Si è appena placata la guerra che ci insanguinò dal capo ai piedi, ... che la violenza brutale di elementi in rivolta si scatena su di noi, devastatrice e crudele, aprendo nuove ferite. Il ridente e quieto Mugello è squassato dal terremoto; le piccole case di piccoli paesi cadono sotto l’urto formidabile ed improvvisano pietosi cimiteri fra le rovine tumultuose.”(Il Nuovo della Sera, 30.06.1919)

 

 

 

Il terremoto del 29 giugno 1919, pur non essendo tra i più forti, deve essere considerato tra i maggiori terremoti della storia sismica italiana, fortunatamente non per le conseguenze in termini di vittime e di estensione dell’area danneggiata, ma certamente per l’influenza che ebbe sulle popolazioni colpite.

 

“Possiamo dire, senza iperboli, che la Toscana, che Firenze anzi, perché il Mugello siamo abituati a considerarlo ed amarlo come il nostro giardino, ha avuto la sua Avezzano, la sua Storia, la sua piccola Messina!” (La Nazione, 30.06.1919)

 

La scossa principale avvenne alle 16 e 06 (magnitudo 6.2, intensità epicentrale IX grado della scala Mercalli) e colpì un’area che comprendeva l’intero Mugello e la cosiddetta bassa Val di Sieve, il Casentino sino a Bibbiena e quasi tutta la Romagna Toscana. I comuni più danneggiati furono Vicchio, S.Godenzo, Borgo S.Lorenzo, Scarperia, Dicomano, Barberino di Mugello, Poppi e Bibbiena.

 

Complessivamente si contarono 100 vittime (70 delle quali solo nel territorio di Vicchio), circa 400 feriti, mentre le case distrutte o rese inabitabili furono oltre 800 soltanto in Mugello.

 

L’entità del disastro non venne subito compresa, nonostante lo scuotimento fosse stato avvertito fortissimo anche a Firenze. I soccorsi “organizzati” dell’esercito giunsero sul posto solo la mattina del 30 giugno, mentre i primi a recarsi sui luoghi colpiti furono la Misericordia di Firenze, che fece partire le auto alla mezzanotte, e la CRI che pure inviò, verso le 2, i propri camion.

(...)

 

Questo volume, che nasce grazie al contributo della Regione Toscana, alla collaborazione dell’Osservatorio Ximeniano di Firenze ed alla disponibilità di Aldo Giovannini, profondo ed appassionato conoscitore della storia locale, si articola in due parti, la cronaca del terremoto e gli anni del dopo terremoto, integrate da un dossier di approfondimento su alcuni temi specifici e da una appendice che raccoglie le principali norme e disposizioni legislative emanate a seguito dell’evento. Il terremoto del 29 giugno 1919 può essere considerato emblematico del problema sismico in Italia. Un livello di sismicità non elevato, come nel Mugello, largamente diffuso nel nostro Paese, che mette in gioco energie contenute, determina, tuttavia, gravi conseguenze sul territorio a causa della fragilità del patrimonio abitativo, per la gran parte “vecchio” e non sismicamente protetto. Proteggere il patrimonio abitativo, adottando quanto previsto dalle norme tecniche per le nuove costruzioni e per le costruzioni esistenti, è l’unica azione efficace per la riduzione del rischio sismico.
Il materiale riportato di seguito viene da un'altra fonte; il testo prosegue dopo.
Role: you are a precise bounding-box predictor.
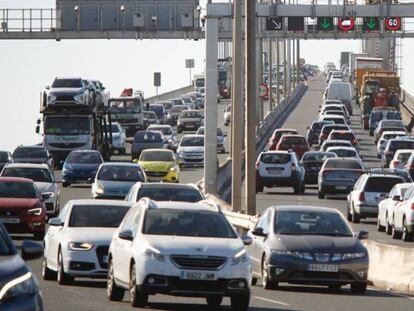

Obiettivo della pubblicazione è restituire ai cittadini la memoria di quanto accadde, puntando lo sguardo al passato ma conservando, tuttavia, coscienza del presente. Riconsiderare oggi l’impatto che la scossa del 29 giugno ebbe sul Mugello ha infatti lo scopo di far crescere la consapevolezza della popolazione sull’esistenza di un pericolo che caratterizza il territorio in cui vive: la sismicità; pericolo che può restare tale e determinare conseguenze limitate solo se si sviluppa una maggiore coscienza civile e responsabilità individuale verso il problema e verso la sua soluzione.